The latest U.S. federal data indicate that:
- In 2004, 13.5 million households (or 11.9% of all U.S. households) were food insecure. Over 38 million people (13.2% of all Americans) lived in these households.
- During the 12 months preceding the 2004 survey, 4.4 million households experienced hunger. Over 10.7 million adults and children lived in these households.
- In 2004, 13.9 million children under age 18 lived in food-insecure households (19.0% of all children).

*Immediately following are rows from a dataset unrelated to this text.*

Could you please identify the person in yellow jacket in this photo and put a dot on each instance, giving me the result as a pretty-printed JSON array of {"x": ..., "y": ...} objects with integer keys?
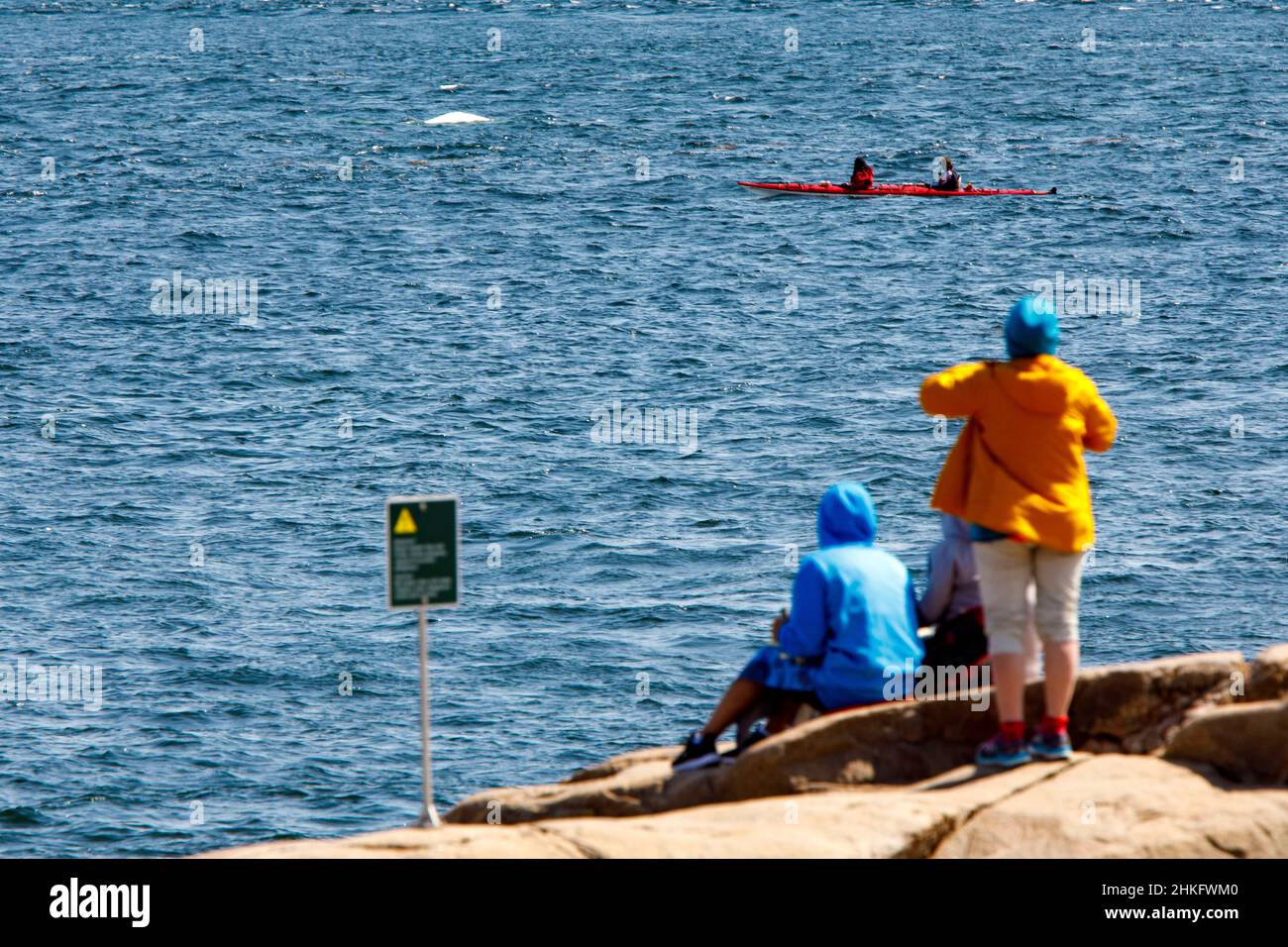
[{"x": 1017, "y": 474}]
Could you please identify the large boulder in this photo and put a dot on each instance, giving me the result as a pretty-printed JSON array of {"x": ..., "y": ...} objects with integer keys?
[
  {"x": 1112, "y": 805},
  {"x": 1247, "y": 742},
  {"x": 1121, "y": 707},
  {"x": 1267, "y": 678},
  {"x": 845, "y": 823},
  {"x": 1127, "y": 806}
]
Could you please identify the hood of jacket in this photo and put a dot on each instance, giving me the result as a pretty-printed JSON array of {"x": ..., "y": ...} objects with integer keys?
[{"x": 846, "y": 514}]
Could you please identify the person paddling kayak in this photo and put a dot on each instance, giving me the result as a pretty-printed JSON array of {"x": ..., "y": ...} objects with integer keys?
[
  {"x": 947, "y": 176},
  {"x": 862, "y": 176}
]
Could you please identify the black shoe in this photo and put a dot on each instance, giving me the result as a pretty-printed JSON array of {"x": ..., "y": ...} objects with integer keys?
[
  {"x": 754, "y": 736},
  {"x": 699, "y": 750}
]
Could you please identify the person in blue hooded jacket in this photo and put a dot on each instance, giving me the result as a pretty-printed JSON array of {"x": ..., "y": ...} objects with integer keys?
[{"x": 851, "y": 633}]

- Food insecurity and hunger are concentrated in low-income households. In 2004, households with incomes below 130% poverty line had a food insecurity prevalence more than 3 times the national level. More than two-thirds of households reporting hunger had incomes under 185% of the poverty line.
- Female-headed households showed disproportionately high levels of food insecurity and hunger, with 33% reporting food insecurity and 1 in 11 experiencing hunger.

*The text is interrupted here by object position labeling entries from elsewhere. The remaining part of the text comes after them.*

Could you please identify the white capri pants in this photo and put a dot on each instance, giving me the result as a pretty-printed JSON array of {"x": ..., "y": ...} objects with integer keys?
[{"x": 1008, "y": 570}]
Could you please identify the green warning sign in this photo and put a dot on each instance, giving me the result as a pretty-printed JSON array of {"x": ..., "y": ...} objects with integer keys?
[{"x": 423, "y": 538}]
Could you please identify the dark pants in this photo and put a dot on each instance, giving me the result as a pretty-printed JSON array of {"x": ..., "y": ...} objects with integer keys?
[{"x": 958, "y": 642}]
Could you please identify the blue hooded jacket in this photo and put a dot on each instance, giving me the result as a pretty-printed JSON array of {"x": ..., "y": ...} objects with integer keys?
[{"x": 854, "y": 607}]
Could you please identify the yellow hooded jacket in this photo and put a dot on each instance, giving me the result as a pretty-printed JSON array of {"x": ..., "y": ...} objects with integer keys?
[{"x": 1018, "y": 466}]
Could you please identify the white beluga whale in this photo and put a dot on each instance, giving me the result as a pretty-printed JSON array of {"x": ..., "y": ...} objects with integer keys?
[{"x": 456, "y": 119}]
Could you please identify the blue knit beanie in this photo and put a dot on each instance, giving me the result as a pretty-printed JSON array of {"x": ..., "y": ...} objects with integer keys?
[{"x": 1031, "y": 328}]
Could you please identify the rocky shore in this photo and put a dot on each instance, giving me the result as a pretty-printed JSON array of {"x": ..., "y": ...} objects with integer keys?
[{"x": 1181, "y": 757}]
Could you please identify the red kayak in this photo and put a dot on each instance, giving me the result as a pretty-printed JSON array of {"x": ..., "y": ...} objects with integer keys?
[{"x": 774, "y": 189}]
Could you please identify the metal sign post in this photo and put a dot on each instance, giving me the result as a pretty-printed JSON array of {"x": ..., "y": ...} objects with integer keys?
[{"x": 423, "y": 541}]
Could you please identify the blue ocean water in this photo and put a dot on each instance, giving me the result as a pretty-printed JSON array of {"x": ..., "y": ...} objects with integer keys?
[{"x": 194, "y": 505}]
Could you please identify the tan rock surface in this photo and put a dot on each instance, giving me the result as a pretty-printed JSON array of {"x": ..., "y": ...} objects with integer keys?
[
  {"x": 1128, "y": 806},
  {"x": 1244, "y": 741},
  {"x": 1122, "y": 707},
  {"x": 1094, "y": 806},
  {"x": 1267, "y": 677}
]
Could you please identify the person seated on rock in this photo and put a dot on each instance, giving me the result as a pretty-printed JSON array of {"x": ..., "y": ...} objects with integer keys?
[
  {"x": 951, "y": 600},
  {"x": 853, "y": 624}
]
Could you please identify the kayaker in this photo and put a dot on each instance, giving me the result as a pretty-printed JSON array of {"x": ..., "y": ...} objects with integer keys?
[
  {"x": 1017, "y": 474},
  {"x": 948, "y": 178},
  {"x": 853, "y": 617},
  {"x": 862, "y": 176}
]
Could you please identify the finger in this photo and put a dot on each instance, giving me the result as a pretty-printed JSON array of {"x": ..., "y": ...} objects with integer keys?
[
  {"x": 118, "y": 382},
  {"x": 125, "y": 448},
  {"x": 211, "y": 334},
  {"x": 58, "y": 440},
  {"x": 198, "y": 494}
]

- Black and Hispanic households had food insecurity prevalences that were at least 2.5 times those of White (non-Hispanic) households.
From: http://www.centeronhunger.org/hunger/facts.html (Source: Nord, M., Andrews, M., Carlson, S. (October 2005) Household Food Security in the United States, 2004. Washington, D.C.: Economic Research Service, U.S. Department of Agriculture.)